Le président turc Recep Tayyip Erdogan n’est pas content: des symboles du PKK (Parti des travailleurs du Kurdistan, mouvement considéré comme terroriste par l’Union européenne et les Etats-Unis, mais pas par la Suisse) étaient visibles lors d’une manifestation de l’opposition au pouvoir turc samedi à Berne. Une banderole, appelant à tuer Erdogan avec les mêmes armes que les siennes, a également suscité la colère de la diplomatie turque. En pleine campagne nationale pour faire adopter par son corps électoral une réforme constitutionnelle visant à augmenter (encore) ses pouvoirs présidentiels, Recep Tayyip Erdogan ne recule devant rien pour défendre son projet. N’est-ce pas lui qui a récemment dit d’Angela Merkel, chancelière allemande, qu’elle se livrait à des «pratiques nazies»?

En tous les cas, le président Erdogan, dont l’attitude de plus en plus dictatoriale ne dupe personne, exige de la Suisse des poursuites judiciaires à l’encontre des manifestants incriminés par Ankara. De surcroît, la Turquie a elle-même ouvert une procédure… pour des faits qui se sont déroulés dans un pays étranger! Ce n’est pas la première fois que la Turquie se livre à de telles pressions inacceptables à l’encontre d’un Etat souverain. En effet, la Suisse dispose d’une importante diaspora turque (100’000 personnes), ce qui pousse le pouvoir turc à s’intéresser de près à ce petit pays. L’année dernière, la diplomatie turque avait déjà choqué par son ingérence lorsque l’ambassadeur turc à Berne s’est permis de menacer les ressortissants turcs en Suisse de poursuites judiciaires s’ils s’adonnaient à l’opposition politique.

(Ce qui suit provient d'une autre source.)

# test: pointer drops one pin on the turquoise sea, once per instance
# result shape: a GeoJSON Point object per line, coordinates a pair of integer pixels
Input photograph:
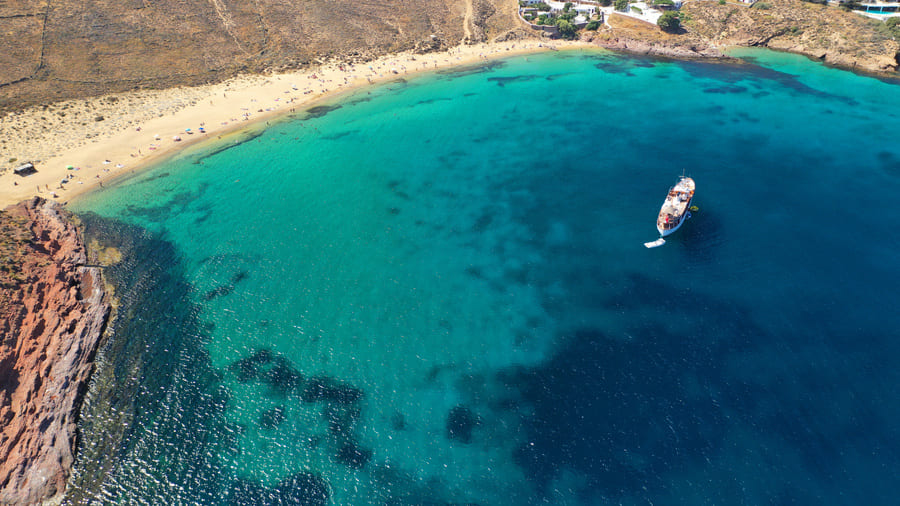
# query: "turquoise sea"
{"type": "Point", "coordinates": [435, 291]}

Il ne faut pas se leurrer: la Suisse, par la taille de sa diaspora turque, représente un élément stratégique important pour Recep Tayyip Erdogan. Le ton monte du côté turc et cela ne relève nullement d’un malheureux hasard. Tout cela est savamment calculé, et il importe à la Suisse de ne pas céder aux pressions d’Ankara, dont les prétentions sont complètement farfelues. Que l’Union européenne, à travers ses Etats membres, n’ose tenir un discours de clarté contre la politique du gouvernement turc et ses déclarations inadmissibles se comprend au regard du mauvais deal qu’elle a passé avec la Turquie en matière de répartition des réfugiés… Mais la Suisse n’est pas prise à la gorge par un quelconque traité démesuré avec cet Etat aux pratiques de plus en plus tyranniques et se doit dès lors de remettre fermement les pendules à l’heure. La diplomatie turque n’a en aucun cas le droit d’exiger quoi que ce soit de la Suisse à l’égard de personnes qui vivent légalement sur son territoire.

Espérons que la clarté du langage diplomatique suisse calmera un peu les ardeurs de Recep Tayyip Erdogan, qui semble déjà se croire sultan dans le monde entier. En tous les cas, les regards sont tournés vers Berne, et toute impression de soumission ne pourrait être que mal interprétée à travers le prisme de l’histoire. Car si Erdogan réussit à faire passer sa réforme constitutionnelle, son pouvoir aura la mesure de ses prétentions, et il n’y a vraiment pas de quoi s’en réjouir.